We got lucky this time. It was a close call, but fortunately, he must not have come into contact with the almonds in his dish, so he didn’t have a reaction. Or maybe the antihistamine stopped it before it could get started. Whatever it was, we are very grateful. And now we have a renewed determination to be even more careful than before.


Monday, September 9, 2013

Flying Safely with Food Allergies

By Kelley Lindberg

This week, I’m a guest blogger for Living Without magazine, a magazine about gluten-free and allergy-free living that’s been a great resource for several years. So click on over to their blog to read my new article called “10 Tips for Flying Safely with Food Allergies,” where I share survival tips for airline travel.
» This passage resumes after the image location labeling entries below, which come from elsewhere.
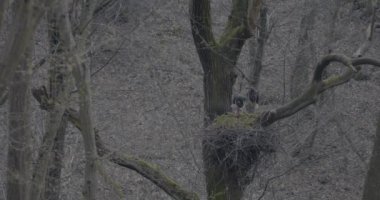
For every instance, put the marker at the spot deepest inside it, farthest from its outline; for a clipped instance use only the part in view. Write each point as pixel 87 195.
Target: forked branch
pixel 145 169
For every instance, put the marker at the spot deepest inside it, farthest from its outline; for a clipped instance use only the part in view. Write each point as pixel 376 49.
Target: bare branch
pixel 317 86
pixel 145 169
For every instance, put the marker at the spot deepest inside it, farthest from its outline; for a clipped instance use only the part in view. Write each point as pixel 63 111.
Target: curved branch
pixel 317 86
pixel 200 20
pixel 152 173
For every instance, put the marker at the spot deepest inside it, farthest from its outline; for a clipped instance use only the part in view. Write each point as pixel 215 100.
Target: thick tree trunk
pixel 19 150
pixel 218 83
pixel 372 183
pixel 57 49
pixel 306 51
pixel 53 179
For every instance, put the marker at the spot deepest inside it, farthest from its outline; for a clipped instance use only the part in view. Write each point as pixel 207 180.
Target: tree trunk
pixel 218 83
pixel 53 179
pixel 57 49
pixel 372 183
pixel 19 149
pixel 306 51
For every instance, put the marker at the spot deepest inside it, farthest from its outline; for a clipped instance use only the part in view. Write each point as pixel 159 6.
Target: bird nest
pixel 233 146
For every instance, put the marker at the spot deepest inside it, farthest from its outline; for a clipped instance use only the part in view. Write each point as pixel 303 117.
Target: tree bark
pixel 218 59
pixel 306 50
pixel 82 76
pixel 256 47
pixel 27 17
pixel 372 182
pixel 58 49
pixel 19 149
pixel 58 97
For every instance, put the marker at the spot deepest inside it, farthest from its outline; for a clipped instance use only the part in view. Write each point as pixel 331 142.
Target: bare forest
pixel 190 99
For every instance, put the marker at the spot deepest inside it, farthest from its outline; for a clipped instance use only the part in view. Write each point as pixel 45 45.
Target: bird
pixel 237 104
pixel 253 103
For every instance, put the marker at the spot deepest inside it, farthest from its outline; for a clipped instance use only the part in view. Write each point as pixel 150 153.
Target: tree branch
pixel 145 169
pixel 317 86
pixel 200 20
pixel 241 22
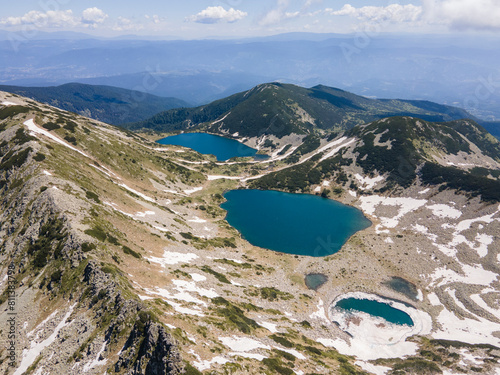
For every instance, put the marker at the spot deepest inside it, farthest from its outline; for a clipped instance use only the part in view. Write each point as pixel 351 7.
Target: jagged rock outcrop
pixel 150 350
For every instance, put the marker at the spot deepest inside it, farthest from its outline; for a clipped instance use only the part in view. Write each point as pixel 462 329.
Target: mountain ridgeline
pixel 282 109
pixel 108 104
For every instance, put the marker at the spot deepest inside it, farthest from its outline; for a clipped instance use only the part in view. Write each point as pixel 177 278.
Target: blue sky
pixel 241 18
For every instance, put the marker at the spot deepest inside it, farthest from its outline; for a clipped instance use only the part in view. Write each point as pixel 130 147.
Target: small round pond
pixel 300 224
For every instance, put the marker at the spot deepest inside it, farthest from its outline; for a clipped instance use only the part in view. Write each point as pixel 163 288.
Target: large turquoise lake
pixel 222 148
pixel 375 308
pixel 298 224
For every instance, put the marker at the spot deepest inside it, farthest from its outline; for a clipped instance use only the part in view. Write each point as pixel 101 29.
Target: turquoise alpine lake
pixel 222 148
pixel 375 308
pixel 299 224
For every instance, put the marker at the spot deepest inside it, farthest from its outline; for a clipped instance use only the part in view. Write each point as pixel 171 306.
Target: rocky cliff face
pixel 70 312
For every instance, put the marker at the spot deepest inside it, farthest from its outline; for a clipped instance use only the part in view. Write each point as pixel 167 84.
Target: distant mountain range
pixel 108 104
pixel 440 68
pixel 282 109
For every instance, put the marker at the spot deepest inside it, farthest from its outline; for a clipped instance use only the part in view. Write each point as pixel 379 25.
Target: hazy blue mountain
pixel 443 69
pixel 282 109
pixel 112 105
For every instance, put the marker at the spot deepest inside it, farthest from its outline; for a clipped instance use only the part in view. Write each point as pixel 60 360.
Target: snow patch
pixel 197 220
pixel 445 211
pixel 269 326
pixel 336 149
pixel 34 129
pixel 212 178
pixel 194 190
pixel 143 196
pixel 171 258
pixel 31 354
pixel 96 362
pixel 320 313
pixel 242 344
pixel 406 205
pixel 368 183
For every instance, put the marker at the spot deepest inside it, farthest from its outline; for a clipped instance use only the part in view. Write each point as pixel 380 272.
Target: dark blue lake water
pixel 298 224
pixel 375 308
pixel 222 148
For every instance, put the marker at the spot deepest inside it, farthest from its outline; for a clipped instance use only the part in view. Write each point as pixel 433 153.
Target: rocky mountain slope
pixel 112 105
pixel 282 109
pixel 121 259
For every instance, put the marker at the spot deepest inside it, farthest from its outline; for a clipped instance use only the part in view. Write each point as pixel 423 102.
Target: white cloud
pixel 59 18
pixel 93 16
pixel 279 14
pixel 218 14
pixel 455 14
pixel 126 24
pixel 464 14
pixel 392 13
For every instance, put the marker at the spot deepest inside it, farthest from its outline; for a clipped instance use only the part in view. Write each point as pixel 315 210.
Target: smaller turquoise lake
pixel 300 224
pixel 375 308
pixel 222 148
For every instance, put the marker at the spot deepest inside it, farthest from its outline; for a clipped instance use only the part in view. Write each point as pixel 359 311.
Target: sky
pixel 197 19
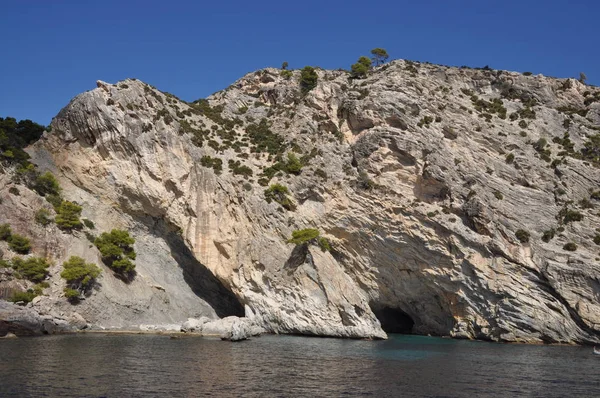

While you’re clicking, you might want to read an excellent opinion piece that was published on the New York Time’s website this week, called “EpiPens for All.” Curtis Sittenfeld writes about the need for the national School Access to Emergency Epinephrine Act, which will allow schools to stock ephiphrine autoinjectors that can be used for anyone in an emergency, whether or not they have a prescription. Not sure why that's so important? Sittenfeld explains it well.

See you back here next Monday!

Tuesday, September 3, 2013

FARE Walk for Food Allergy 2013

by Kelley Lindberg

Looking for a fun family activity that will make you feel good inside and out? Join the Utah Food Allergy Network (UFAN) as we hold our annual Walk for Food Allergy, which benefits the Food Allergy Research and Education (FARE) organization.
Whether you want to walk, sponsor a walker, or volunteer to help out at the walk, we need you! The Walk is a family-friendly event that takes place in communities nationwide to fund food allergy research, education, advocacy and awareness. We’re happy that Salt Lake City is once again participating in this important event, and we hope you’ll join us!

There are always some fun activities and booths from food-allergy-related companies and vendors, so you won’t want to miss out on this fun day.
Here are the details:
  • Date:   Saturday, Oct 5, 2013
  • Walk Schedule:
    •      Registration/Check-in: 1:00pm
    •      Walk Ceremony: 2:00pm
    •      Walk Begins: Immediately Following Ceremony
  • Walk Length:   2 miles
  • Location:   Sugar House Park, Sugar Beet Pavilion, 1400 E. 2100 S., Salt Lake City, UT, 84115
For more information and a registration form, see
This is a great way to get some fresh air on a beautiful autumn day with family and friends, while helping make a difference for all of those living with food allergies. Thank you for being part of it, and see you there!